Sen. Bernie Sanders, I-Vt., the head of the Senate Budget Committee, is teeing up a $6 trillion legislative package that would, among other things, lower the age at which older adults become eligible for Medicare to 60 from 65. And they’d use budget reconciliation—the complicated Senate procedure that requires only a simple majority to advance legislation—to expand the entitlement.
Medicare is already under historic financial strain. Adding even more people to the program will only accelerate its demise while doing little to reduce the number of uninsured Americans.
More than 61 million Americans are currently enrolled in Medicare. That figure has grown significantly in recent years. The program has added nearly 15 million people in the past decade alone.
Rising enrollment has accelerated the program’s insolvency.

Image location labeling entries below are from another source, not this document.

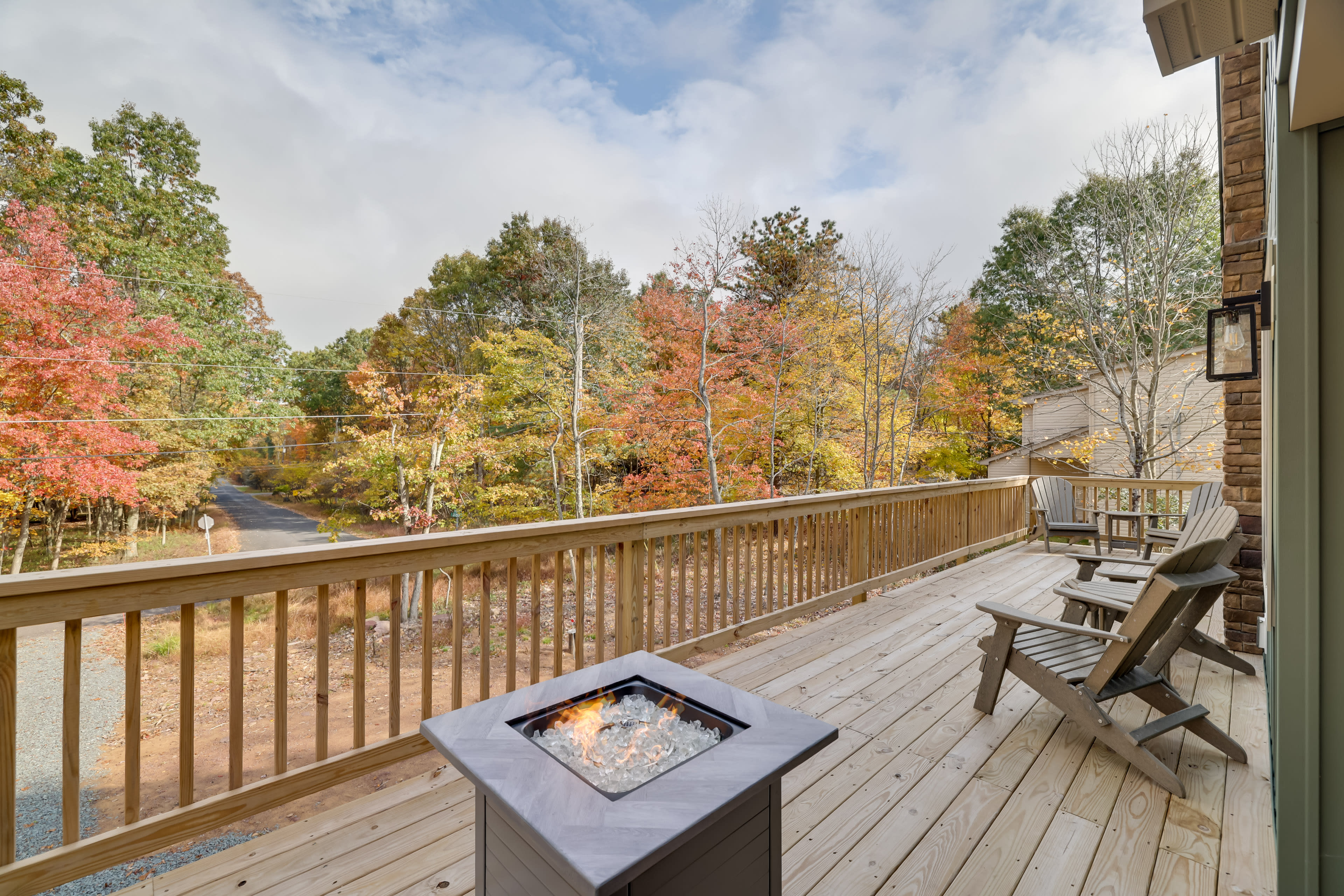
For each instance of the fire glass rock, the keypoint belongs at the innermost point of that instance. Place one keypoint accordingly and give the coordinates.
(619, 746)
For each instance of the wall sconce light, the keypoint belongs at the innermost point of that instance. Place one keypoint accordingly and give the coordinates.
(1233, 343)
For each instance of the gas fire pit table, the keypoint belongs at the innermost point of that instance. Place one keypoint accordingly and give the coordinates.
(632, 777)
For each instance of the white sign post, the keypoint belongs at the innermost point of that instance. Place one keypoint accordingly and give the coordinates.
(205, 523)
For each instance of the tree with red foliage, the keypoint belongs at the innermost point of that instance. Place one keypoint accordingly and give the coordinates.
(62, 326)
(702, 409)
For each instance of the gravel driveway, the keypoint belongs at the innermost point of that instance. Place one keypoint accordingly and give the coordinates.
(101, 687)
(101, 684)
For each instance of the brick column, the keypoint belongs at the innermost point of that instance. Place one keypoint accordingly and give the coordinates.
(1244, 266)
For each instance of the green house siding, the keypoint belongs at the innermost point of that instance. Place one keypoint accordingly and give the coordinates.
(1307, 495)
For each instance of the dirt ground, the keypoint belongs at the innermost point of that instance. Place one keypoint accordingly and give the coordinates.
(160, 714)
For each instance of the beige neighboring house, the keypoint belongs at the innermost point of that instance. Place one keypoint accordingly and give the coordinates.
(1061, 429)
(1050, 424)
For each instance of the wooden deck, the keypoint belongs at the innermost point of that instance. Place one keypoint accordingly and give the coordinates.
(921, 794)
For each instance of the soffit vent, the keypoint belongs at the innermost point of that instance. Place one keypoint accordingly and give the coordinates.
(1190, 31)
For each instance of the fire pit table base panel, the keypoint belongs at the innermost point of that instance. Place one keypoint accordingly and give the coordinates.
(740, 855)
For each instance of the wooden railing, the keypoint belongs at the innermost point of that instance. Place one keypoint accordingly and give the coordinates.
(679, 582)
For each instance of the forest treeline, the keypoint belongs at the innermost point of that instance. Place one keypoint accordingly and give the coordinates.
(530, 379)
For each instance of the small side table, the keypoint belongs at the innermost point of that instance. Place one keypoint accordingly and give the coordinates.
(1139, 520)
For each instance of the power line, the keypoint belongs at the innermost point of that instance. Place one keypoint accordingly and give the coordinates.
(312, 299)
(191, 420)
(244, 448)
(248, 367)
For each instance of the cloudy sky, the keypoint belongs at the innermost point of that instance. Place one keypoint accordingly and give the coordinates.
(354, 143)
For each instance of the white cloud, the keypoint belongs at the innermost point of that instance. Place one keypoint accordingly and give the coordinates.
(353, 144)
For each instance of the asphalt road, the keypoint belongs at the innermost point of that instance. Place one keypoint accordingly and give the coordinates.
(264, 526)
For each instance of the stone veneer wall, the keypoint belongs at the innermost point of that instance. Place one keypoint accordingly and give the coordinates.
(1244, 268)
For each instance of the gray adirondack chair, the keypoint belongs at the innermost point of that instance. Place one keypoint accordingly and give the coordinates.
(1111, 601)
(1077, 668)
(1058, 516)
(1203, 498)
(1216, 523)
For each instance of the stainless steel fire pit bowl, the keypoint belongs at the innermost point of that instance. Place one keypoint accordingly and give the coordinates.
(709, 825)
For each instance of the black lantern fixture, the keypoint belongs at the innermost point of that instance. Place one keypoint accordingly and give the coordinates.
(1233, 342)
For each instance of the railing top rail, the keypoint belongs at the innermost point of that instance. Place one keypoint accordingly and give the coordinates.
(147, 585)
(1126, 483)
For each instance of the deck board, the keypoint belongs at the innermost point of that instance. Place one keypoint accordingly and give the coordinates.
(921, 796)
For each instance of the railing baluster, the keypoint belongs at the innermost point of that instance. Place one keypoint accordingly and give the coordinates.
(70, 734)
(667, 590)
(187, 706)
(558, 618)
(580, 597)
(483, 632)
(131, 751)
(322, 681)
(536, 625)
(457, 637)
(10, 743)
(760, 581)
(680, 586)
(237, 616)
(394, 653)
(428, 645)
(600, 600)
(695, 585)
(651, 547)
(723, 577)
(361, 647)
(281, 683)
(511, 626)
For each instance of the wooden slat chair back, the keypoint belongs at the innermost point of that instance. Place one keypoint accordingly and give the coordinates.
(1206, 498)
(1057, 515)
(1078, 668)
(1111, 601)
(1216, 523)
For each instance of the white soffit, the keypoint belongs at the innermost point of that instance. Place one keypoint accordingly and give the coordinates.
(1190, 31)
(1316, 85)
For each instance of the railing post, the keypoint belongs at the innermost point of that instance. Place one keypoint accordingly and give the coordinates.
(859, 547)
(630, 597)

In early 2020, the program’s trustees estimated that the Medicare hospital insurance trust fund—which covers hospital services and serves as a primary indicator of the program’s financial health—would be exhausted by 2026. A September analysis from the Congressional Budget Office projected that the fund would run dry in 2024.
Averting this fiscal disaster will require raising revenue or cutting spending.
Payroll tax revenue, which funds Medicare, will likely increase somewhat as the economic recovery continues. But the U.S. economy still employs 6.8 million fewer workers than it did pre-pandemic. The population is aging, and many older Americans took the pandemic as an opportunity to retire early.
On the outflows side of the ledger, lowering the Medicare eligibility age would of course raise spending, not cut it. Over 20 million Americans would be newly eligible for Medicare if Congress reduced the age limit to 60. Providing them coverage would cost an additional $100 billion every year, according to an estimate from one Harvard professor.
That money would largely socialize currently private expenditures. Adults between the ages of 60 and 64 have among the most rate of insurance coverage of any group in the United States. Less than 10% are uninsured. Nearly three-quarters currently receive coverage through their jobs or purchase it on the individual market.
Expanding Medicare may also be a bad deal for those it’s supposed to help—lower-income older adults. That’s because many lower-income Americans who already qualify for subsidized insurance through Obamacare’s exchanges would actually pay more under an expanded version of Medicare, according to research from the health consultancy Avalere.
At the same time, wealthier individuals who earn more than 400% of the federal poverty level could secure huge savings on their coverage.
Expanding Medicare could also make it more difficult for older Americans to secure timely access to care. The program’s reimbursement rates are already considerably lower than those from private insurance. According to an analysis from the American Hospital Association, hospitals receive just 87 cents for every dollar spent on Medicare services. Even absent expansion, Medicare’s trustees project that the program’s reimbursement rates aren’t “expected to keep pace with the average rate of physician cost increases.”
Facing an influx of new, low-paying Medicare beneficiaries, many doctors may choose to limit the number they’ll see—or retire early. The country can ill afford to see the supply of care dwindle further. The Association of American Medical Colleges projects that the United States will face a shortage of up to 124,000 doctors by 2034. Expanding Medicare could exacerbate that shortage.
Medicare needs drastic reforms just to survive this decade. Instead, lawmakers appear poised to slam the gas and drive it right off a fiscal cliff.